Sunday, October 1, 2017

Malark

"Sometimes in the night, when the quiet wasn't feared as much, I'd think of home." Donald G. Malarkey at Bastogne, January 1945. Easy Company Soldier, Sgt. Don Malarkey with Bob Welch (2008).

Mourning the passing of Don Malarkey, soldier.

Consequential lives. That's what the soldiers of Easy Company, 506th Parachute Infantry Regiment, 101st Airborne lived. What they did mattered.

He tried to enlist in the Marine Corps in the days following Pearl Harbor. He was rejected because of his teeth. Go figure. His next attempt was with the Army Air Corps - bad math. Drafted, he volunteered for the parachute infantry, having read that they were the best.

On June 5th, 1944 he climbed aboard a C-47 transport, carrying equipment that weighed almost as much as he did. The many perils of that night eluded him, and he joined on the ground a small band of night fighters. Toward morning they accompanied Lt. Richard Winters on an assault to neutralize artillery pieces raining death on the beaches at Normandy.

They numbered twelve. The Germans - five times more. In a brilliant piece of fire and maneuver still studied at The United States Military Academy at West Point, Lt. Winters led his team on a successful attack that silenced those guns. Malarkey won the Bronze Star for Valor. He was twenty-three years old.

Don Malarkey saw more action, and was on the line for more days, than any of the original troopers of Easy. He was still at the tip of the Allied spear when the 101st captured Berchtesgaden, Hitler's "Eagles Nest." They went to Austria to garrison, having been told that they were bound for the Pacific. Fortunately, the war ended prior to his redeployment.

I saw Don Malarkey at a presentation in 2011. He was touring the country, in the company of a friend, speaking about leadership. He talked of the other men, about their bravery, their sacrifice. He didn't say anything about himself.

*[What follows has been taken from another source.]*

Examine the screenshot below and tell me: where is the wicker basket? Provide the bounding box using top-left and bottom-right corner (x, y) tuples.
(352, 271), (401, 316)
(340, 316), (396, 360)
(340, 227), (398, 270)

I watched the Band of Brothers series, especially the interviews with the veterans. They all reminded me of my father. He had served in the Pacific, and fought in several of the most savage battles warfare has ever seen. He always said the same thing - "I was a part of something bigger than me. Those other kids, the ones who died or were badly shot up... Those were the heroes."

Don Malarkey wrote that this entered his mind, from Invictus, as he leapt into the night over France:

Out of the night that covers me
black as the Pit from pole to pole,
I thank whatever gods may be
for my unconquerable soul.

Thank you for your service, Sgt. Your soul, and the souls of millions like you, liberated a world.